Hiç düşündünüz mü, hayatınızda bir seçiminizi farklı yapsaydınız şu anda nasıl bir yaşamınız olurdu? Küçük kararlar önemlidir hayat yolculuğumuzda. Aldığımız kararlar sonucunda bazen pişmanlık duyuyor ve keşke ile kuruyoruz cümlelerimizi. O pişmanlıkları yaşamasaydınız hayatınız nasıl olurdu hiç merak ettiniz mi?
Son zamanlarda çok popüler olan Matt Haig’in “Gece Yarısı Kütüphanesi” adlı kitabı; her yaşamın milyonlarca seçim ihtiva ettiğine parmak basıyor. Bir kararın yerine başka bir karar geçtiğinde, bütün sonuçların değiştiği ve bambaşka bir hayat yaşama olasılığı üzerine duruyor. Nora Seed ölüm ile yaşam arasındaki köprüde, kendini Gece Yarısı Kütüphanesinde buluyor.
İşte tam o anda, geçmişe yönelik deneyemediği, aklına takılan, başka bir çıkış noktasının olup olmayacağını düşündüklerini deneyimlemek için bir “yüzleşme” yaşıyor. Yaşayamadıklarımız için “Keşke!” demek en kolayı. Pişmanlıklar kitabının hepimiz üzerinde farklı bir yansıması var. Yazar, “Pişmanlıklarını telafi etme şansın olsaydı, bazı konularda farklı davranır mıydın?” diye fısıldıyor bizlere.
Gece Yarısı Kütüphanesi'nde gördüğü sonsuz sayıdaki kitabın, yaşadığı sonsuz sayıdaki hayatları anlatan kitaplar olduğunu ve bir adet de pişmanlıklarının yazılı olduğu bir kitap olduğunu öğrenen Nora, pişmanlıklarından yola çıkarak, hayatının dönüm noktası olduğunu düşündüğü anlarda aldığı veya alamadığı kararlar sonucu yaşadığı farklı hayatlara gidiyor.
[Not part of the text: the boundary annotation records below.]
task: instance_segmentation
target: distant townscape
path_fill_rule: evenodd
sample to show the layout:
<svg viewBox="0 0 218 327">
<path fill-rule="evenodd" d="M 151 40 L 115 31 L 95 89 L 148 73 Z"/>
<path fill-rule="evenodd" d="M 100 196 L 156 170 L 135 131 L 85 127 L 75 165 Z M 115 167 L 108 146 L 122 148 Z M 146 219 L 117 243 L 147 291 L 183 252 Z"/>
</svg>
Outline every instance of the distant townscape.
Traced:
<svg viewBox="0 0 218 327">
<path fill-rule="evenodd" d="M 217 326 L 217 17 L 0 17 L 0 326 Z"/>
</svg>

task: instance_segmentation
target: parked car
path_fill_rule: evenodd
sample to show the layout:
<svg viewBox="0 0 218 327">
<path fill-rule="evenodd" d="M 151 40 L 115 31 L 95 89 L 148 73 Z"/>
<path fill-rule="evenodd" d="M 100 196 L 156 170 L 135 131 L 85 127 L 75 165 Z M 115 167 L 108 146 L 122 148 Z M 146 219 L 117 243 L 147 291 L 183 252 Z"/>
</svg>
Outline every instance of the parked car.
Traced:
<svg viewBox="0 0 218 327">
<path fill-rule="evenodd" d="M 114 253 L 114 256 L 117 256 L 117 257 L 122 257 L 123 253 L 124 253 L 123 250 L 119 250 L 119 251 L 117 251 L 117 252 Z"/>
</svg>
Kitapta beni etkileyen cümlelerden biri, “Hiçbirimiz dünkü insan değiliz”, verdiğimiz her karar düne olan bakışımızı da değiştiriyor. Sonucunda zorluk ve sıkıntı da olsa verdiğim her kararın şimdiki ben olmama katkı sağladığını, düne takılıp kalmanın bize bir faydasının olmadığını düşünenlerdenim. Geçmişte yaptığımız seçimler, kararlar, davranışlar bizi bugünlere taşıyor. Bugünümüzden memnun değilsek de, farklı bir gelecek oluşturmak elimizde tam da şu anda.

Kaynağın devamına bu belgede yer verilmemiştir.